In the past, fiscal or regulatory authorities have been concerned with the appropriateness or legality of finite reinsurance products due to a possible lack of risk transfer. Regulators have made it clear that some form of meaningful risk transfer had to occur but have never sought to define the parameters of meaningful transfer. A rule of thumb has been adopted by many and is known as the "10/10 rule". A 10 per cent chance of a loss in excess of 10 per cent of the premium had to exist. The existence of risk, however, was not to everyone’s liking and some have sought ways to minimise the risk and to make the transaction more predictable. The use of side agreements or letters of intent have been employed in this regard. It is this use of side agreements which is causing the regulators most concern.

The regulators have not been slow to react. In June 2004 the FSA banned Christopher Headdon, the former chairman of Equitable Life, from the market for six years following his failure to disclose a side letter which limited the regulatory value of a finite reinsurance treaty previously valued at £800 million.
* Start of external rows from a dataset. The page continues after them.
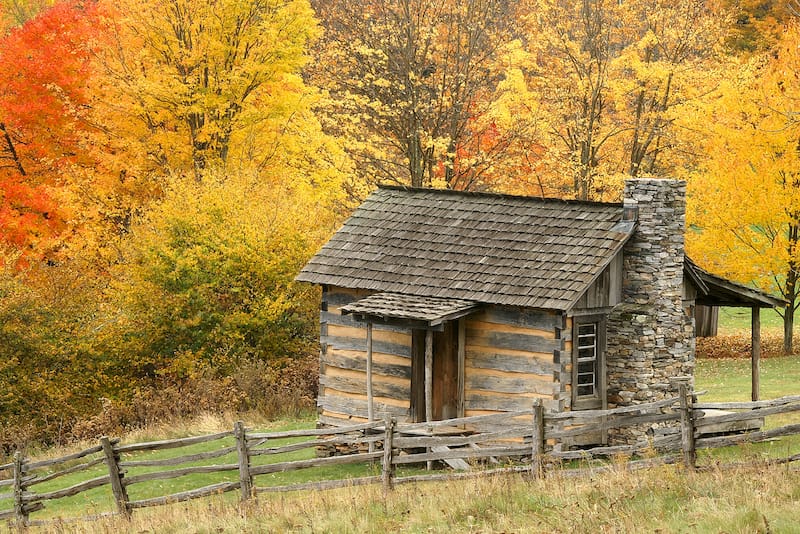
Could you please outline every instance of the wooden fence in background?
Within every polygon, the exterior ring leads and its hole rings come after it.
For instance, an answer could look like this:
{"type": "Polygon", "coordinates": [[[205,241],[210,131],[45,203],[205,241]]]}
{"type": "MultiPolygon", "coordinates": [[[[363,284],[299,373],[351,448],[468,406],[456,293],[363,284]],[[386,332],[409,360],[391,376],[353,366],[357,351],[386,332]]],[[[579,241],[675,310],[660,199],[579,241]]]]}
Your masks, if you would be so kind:
{"type": "MultiPolygon", "coordinates": [[[[800,434],[800,424],[761,429],[765,417],[793,412],[800,412],[800,396],[761,402],[697,403],[692,392],[683,388],[677,398],[603,411],[545,413],[541,403],[534,401],[532,411],[430,423],[398,425],[393,419],[386,419],[340,428],[259,433],[248,431],[240,422],[229,432],[149,443],[123,445],[119,440],[104,437],[97,446],[61,458],[31,461],[16,453],[13,462],[0,465],[0,506],[9,503],[7,509],[0,510],[0,519],[8,519],[17,525],[36,523],[31,521],[30,515],[42,510],[46,502],[102,486],[108,486],[113,494],[115,513],[129,516],[137,508],[237,490],[240,498],[246,500],[264,492],[363,484],[383,484],[388,491],[399,483],[501,472],[528,472],[541,477],[554,466],[563,467],[567,461],[618,455],[627,457],[631,468],[676,461],[695,468],[696,451],[700,448],[800,434]],[[726,413],[705,416],[718,410],[726,413]],[[758,421],[758,424],[753,425],[753,421],[758,421]],[[753,426],[759,429],[736,434],[724,430],[753,426]],[[649,429],[649,432],[640,434],[642,438],[638,442],[628,445],[582,450],[569,450],[564,446],[585,441],[589,439],[587,436],[596,439],[598,435],[613,435],[620,429],[631,427],[642,431],[649,429]],[[203,448],[209,448],[213,442],[219,442],[214,450],[152,459],[148,459],[146,454],[165,449],[197,449],[202,444],[207,444],[202,445],[203,448]],[[306,450],[306,455],[309,455],[308,449],[313,450],[311,458],[286,459],[288,454],[298,451],[306,450]],[[334,450],[338,454],[322,456],[319,454],[322,450],[334,450]],[[342,454],[342,450],[353,452],[342,454]],[[235,458],[235,461],[208,463],[225,458],[235,458]],[[456,468],[480,469],[402,477],[396,474],[400,465],[417,464],[430,468],[433,462],[456,468]],[[191,465],[198,463],[201,465],[191,465]],[[272,473],[346,464],[373,465],[376,471],[380,466],[380,474],[280,486],[260,483],[264,475],[272,473]],[[103,474],[97,476],[99,469],[103,474]],[[52,488],[52,481],[60,477],[83,472],[94,476],[68,487],[40,489],[46,484],[52,488]],[[148,482],[208,473],[236,473],[238,476],[169,495],[142,499],[129,496],[131,489],[148,482]]],[[[800,454],[778,461],[797,460],[800,460],[800,454]]]]}

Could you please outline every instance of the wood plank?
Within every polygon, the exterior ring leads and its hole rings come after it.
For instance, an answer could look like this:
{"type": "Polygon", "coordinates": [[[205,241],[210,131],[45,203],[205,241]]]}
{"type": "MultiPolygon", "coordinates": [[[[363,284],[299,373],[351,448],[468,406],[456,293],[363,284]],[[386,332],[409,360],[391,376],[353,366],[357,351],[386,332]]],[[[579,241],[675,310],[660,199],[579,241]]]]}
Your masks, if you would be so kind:
{"type": "Polygon", "coordinates": [[[548,430],[546,435],[548,438],[552,439],[563,439],[567,437],[578,437],[582,435],[591,436],[597,434],[598,432],[608,430],[610,428],[624,428],[634,425],[663,423],[670,421],[674,422],[680,419],[680,414],[666,413],[666,414],[634,415],[630,417],[609,419],[607,421],[603,421],[602,419],[603,419],[602,417],[599,417],[596,422],[592,423],[587,422],[585,424],[581,424],[578,427],[569,428],[566,430],[553,428],[551,430],[548,430]]]}
{"type": "MultiPolygon", "coordinates": [[[[437,445],[435,447],[431,447],[431,451],[433,452],[449,452],[450,449],[446,445],[437,445]]],[[[462,460],[461,458],[443,458],[442,461],[449,465],[451,468],[455,469],[456,471],[469,471],[470,466],[467,462],[462,460]]]]}
{"type": "Polygon", "coordinates": [[[759,400],[761,380],[761,308],[751,309],[750,325],[750,400],[759,400]]]}
{"type": "Polygon", "coordinates": [[[197,454],[187,454],[185,456],[177,456],[175,458],[164,458],[161,460],[131,460],[128,462],[120,462],[120,467],[164,467],[170,465],[180,465],[189,462],[198,462],[202,460],[210,460],[212,458],[220,458],[236,452],[236,446],[225,447],[218,451],[200,452],[197,454]]]}
{"type": "MultiPolygon", "coordinates": [[[[117,444],[117,443],[119,443],[119,439],[112,439],[111,443],[112,444],[117,444]]],[[[31,462],[29,464],[26,464],[25,468],[26,468],[26,470],[28,472],[30,472],[30,471],[32,471],[34,469],[39,469],[41,467],[49,467],[49,466],[55,465],[55,464],[71,462],[72,460],[79,460],[80,458],[83,458],[85,456],[89,456],[90,454],[95,454],[95,453],[98,453],[98,452],[103,452],[103,447],[100,446],[100,445],[97,445],[95,447],[90,447],[88,449],[84,449],[82,451],[79,451],[79,452],[76,452],[76,453],[73,453],[73,454],[68,454],[66,456],[60,456],[58,458],[52,458],[52,459],[49,459],[49,460],[42,460],[42,461],[39,461],[39,462],[31,462]]],[[[13,464],[11,464],[11,466],[13,467],[13,464]]]]}
{"type": "MultiPolygon", "coordinates": [[[[372,372],[375,376],[390,376],[395,378],[411,379],[411,365],[410,361],[407,365],[398,365],[392,363],[381,362],[379,355],[373,354],[372,372]]],[[[366,358],[348,356],[336,350],[329,350],[327,354],[322,357],[322,363],[330,367],[337,367],[339,369],[346,369],[348,371],[366,372],[366,358]]]]}
{"type": "Polygon", "coordinates": [[[365,296],[367,296],[365,291],[332,287],[324,293],[323,299],[328,304],[328,310],[330,310],[331,308],[341,308],[365,296]]]}
{"type": "Polygon", "coordinates": [[[411,424],[402,424],[397,425],[397,431],[400,433],[409,433],[413,431],[428,431],[430,428],[438,428],[438,427],[457,427],[463,425],[473,425],[478,423],[485,423],[487,421],[496,421],[501,424],[508,424],[508,421],[520,416],[530,415],[530,407],[532,404],[529,403],[527,409],[520,410],[516,412],[508,412],[508,413],[491,413],[485,415],[474,415],[471,417],[462,417],[457,419],[444,419],[442,421],[430,421],[427,423],[411,423],[411,424]]]}
{"type": "MultiPolygon", "coordinates": [[[[366,399],[351,399],[338,395],[330,395],[326,392],[325,395],[317,399],[317,406],[331,412],[352,415],[363,419],[367,418],[366,399]]],[[[392,406],[391,404],[376,401],[375,413],[405,416],[408,415],[408,406],[392,406]]]]}
{"type": "Polygon", "coordinates": [[[505,425],[496,432],[482,432],[480,434],[469,434],[463,436],[412,436],[408,437],[402,432],[398,432],[394,438],[395,447],[399,449],[424,448],[435,446],[463,447],[499,440],[521,439],[531,435],[531,427],[505,425]]]}
{"type": "Polygon", "coordinates": [[[467,329],[467,346],[495,347],[525,352],[550,353],[561,348],[561,340],[531,334],[506,332],[482,332],[467,329]]]}
{"type": "MultiPolygon", "coordinates": [[[[69,475],[69,474],[72,474],[72,473],[76,473],[78,471],[84,471],[84,470],[87,470],[87,469],[91,469],[92,467],[94,467],[96,465],[99,465],[99,464],[102,464],[105,461],[106,461],[105,458],[95,458],[94,460],[91,460],[89,462],[84,462],[82,464],[73,465],[72,467],[68,467],[68,468],[62,469],[60,471],[55,471],[55,472],[50,473],[50,474],[45,475],[45,476],[34,476],[34,478],[32,480],[27,482],[26,486],[30,488],[30,487],[32,487],[32,486],[34,486],[36,484],[42,484],[43,482],[49,482],[49,481],[51,481],[53,479],[62,477],[64,475],[69,475]]],[[[9,480],[8,482],[13,482],[13,480],[9,480]]],[[[0,498],[0,500],[2,500],[2,498],[0,498]]]]}
{"type": "Polygon", "coordinates": [[[366,486],[369,484],[379,484],[382,482],[380,476],[359,477],[359,478],[345,478],[343,480],[322,480],[319,482],[303,482],[301,484],[292,484],[289,486],[269,486],[266,488],[256,488],[255,492],[258,493],[283,493],[288,491],[323,491],[337,488],[349,488],[355,486],[366,486]]]}
{"type": "MultiPolygon", "coordinates": [[[[757,410],[761,408],[772,408],[774,406],[784,406],[795,402],[800,403],[800,395],[789,395],[758,402],[698,402],[694,407],[697,410],[757,410]]],[[[800,411],[800,404],[796,406],[796,409],[800,411]]]]}
{"type": "Polygon", "coordinates": [[[329,465],[357,464],[368,460],[383,458],[383,451],[364,452],[359,454],[346,454],[343,456],[328,456],[326,458],[311,458],[309,460],[294,460],[291,462],[280,462],[275,464],[257,465],[250,468],[253,476],[267,475],[270,473],[282,473],[284,471],[295,471],[309,467],[323,467],[329,465]]]}
{"type": "Polygon", "coordinates": [[[466,396],[467,410],[484,410],[491,412],[530,411],[533,399],[521,395],[481,395],[468,391],[466,396]]]}
{"type": "Polygon", "coordinates": [[[134,451],[155,451],[161,449],[174,449],[177,447],[186,447],[188,445],[197,445],[198,443],[208,443],[209,441],[216,441],[218,439],[229,438],[233,436],[233,432],[218,432],[216,434],[208,434],[205,436],[193,436],[190,438],[167,439],[163,441],[150,441],[147,443],[132,443],[130,445],[120,445],[115,448],[117,452],[134,452],[134,451]]]}
{"type": "Polygon", "coordinates": [[[560,314],[533,310],[530,308],[508,308],[492,306],[486,309],[478,318],[492,323],[502,323],[521,326],[536,330],[553,331],[563,327],[564,319],[560,314]]]}
{"type": "Polygon", "coordinates": [[[547,413],[545,414],[546,421],[568,421],[574,420],[575,423],[580,423],[581,420],[596,419],[598,417],[608,417],[612,415],[632,414],[632,413],[651,413],[656,410],[661,410],[668,406],[673,406],[679,402],[678,397],[671,397],[656,402],[647,404],[636,404],[634,406],[621,406],[619,408],[610,408],[608,410],[575,410],[572,412],[561,413],[547,413]]]}
{"type": "Polygon", "coordinates": [[[368,445],[381,441],[383,436],[376,434],[373,436],[354,437],[354,436],[340,436],[328,439],[315,439],[311,441],[303,441],[301,443],[291,443],[281,447],[269,447],[260,449],[250,449],[250,456],[271,456],[275,454],[283,454],[287,452],[296,452],[303,449],[317,448],[326,445],[368,445]]]}
{"type": "Polygon", "coordinates": [[[766,441],[769,439],[779,438],[782,436],[792,436],[796,434],[800,434],[800,424],[786,425],[780,428],[762,430],[760,432],[734,434],[731,436],[711,438],[700,437],[695,440],[695,447],[703,449],[727,447],[729,445],[738,445],[740,443],[757,443],[759,441],[766,441]]]}
{"type": "Polygon", "coordinates": [[[726,415],[716,415],[714,417],[697,417],[695,421],[696,427],[703,427],[717,423],[728,423],[732,421],[747,421],[749,419],[764,418],[768,415],[779,415],[784,413],[792,413],[798,411],[798,406],[784,405],[773,406],[771,408],[761,408],[749,412],[732,412],[726,415]]]}
{"type": "Polygon", "coordinates": [[[238,471],[237,464],[220,464],[220,465],[198,465],[193,467],[183,467],[181,469],[173,469],[171,471],[155,471],[153,473],[142,473],[141,475],[133,475],[122,479],[125,486],[132,484],[139,484],[142,482],[149,482],[151,480],[169,480],[172,478],[179,478],[186,475],[196,475],[200,473],[223,473],[226,471],[238,471]]]}
{"type": "Polygon", "coordinates": [[[74,484],[68,488],[63,488],[56,491],[50,491],[47,493],[26,493],[25,495],[23,495],[22,500],[25,504],[32,504],[40,501],[62,499],[64,497],[71,497],[73,495],[77,495],[84,491],[89,491],[90,489],[99,488],[100,486],[105,486],[106,484],[110,483],[111,479],[109,478],[109,476],[103,475],[101,477],[85,480],[83,482],[79,482],[78,484],[74,484]]]}
{"type": "MultiPolygon", "coordinates": [[[[320,336],[320,342],[324,343],[334,349],[341,350],[355,350],[367,352],[366,337],[338,337],[338,336],[320,336]]],[[[395,356],[402,356],[404,358],[411,358],[411,345],[401,345],[399,343],[387,343],[385,341],[375,341],[372,345],[374,352],[382,352],[384,354],[392,354],[395,356]]]]}
{"type": "Polygon", "coordinates": [[[428,452],[419,454],[404,454],[392,458],[392,462],[397,465],[401,464],[416,464],[421,462],[433,462],[437,460],[447,460],[454,458],[492,458],[492,457],[508,457],[508,456],[526,456],[530,457],[530,445],[508,445],[508,446],[495,446],[486,447],[482,449],[447,449],[439,452],[428,452]]]}
{"type": "MultiPolygon", "coordinates": [[[[351,328],[364,328],[363,321],[355,319],[352,315],[341,315],[338,311],[320,312],[320,322],[329,326],[347,326],[351,328]]],[[[403,326],[374,323],[373,327],[379,332],[394,332],[398,334],[409,334],[410,330],[403,326]]]]}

The collapse of the HIH Insurance group resulting in part from its use of side agreements removing the risk from its finite reinsurance treaties, has had serious consequences for those involved. Two of the group’s directors, Rodney Adler and Ray Williams, received four and a half year prison sentences and its reinsurers are currently being investigated by the Australian regulatory authorities.

In New York, Eliot Spitzer has accused reinsurers offering finite reinsurance of aiding and abetting accounting fraud by US companies. AIG have already paid US$123 million to settle two such allegations, providing a powerful illustration of the potential consequences for reinsurers.

Not all side agreement however, are unacceptable. A side agreement which pursues legitimate objectives and is drafted properly, can be legally effective. For example, in multi-party agreements, side agreements are used to effect arrangements between two of the parties which are confidential from the other parties.

On the other hand, a side agreement with a legitimate purpose but which is structured or drafted in such a manner that it does not achieve its aim, is legally ineffective. Side agreements which do not demonstrate an intention to create legal relations between the parties (so called "Gentlemen’s agreements") are prone to being construed as letters of intent or statements of present policy and of no legal effect. Sometimes side agreements are used to explain or clarify the terms of the main agreement. These are ineffective – if the main agreement requires explanation, redraft the main agreement. Further, side agreements concluded in spite of an effective "entire agreement" clause contained in the main agreement will be negated.

Clearly, side agreements can take many forms and are common in many forms of commercial activity. Side agreements can be useful. Sometimes they are simply ineffective. Sometimes they fall foul of hypothetical dispute which arose out of regulations. Given the modern drive for "contract certainty", parties should take extra care when entering into side agreements to ensure that the side agreement achieves its aim and is not being used to conceal the reinsured’s true financial position as the consequences of this are likely to be very serious.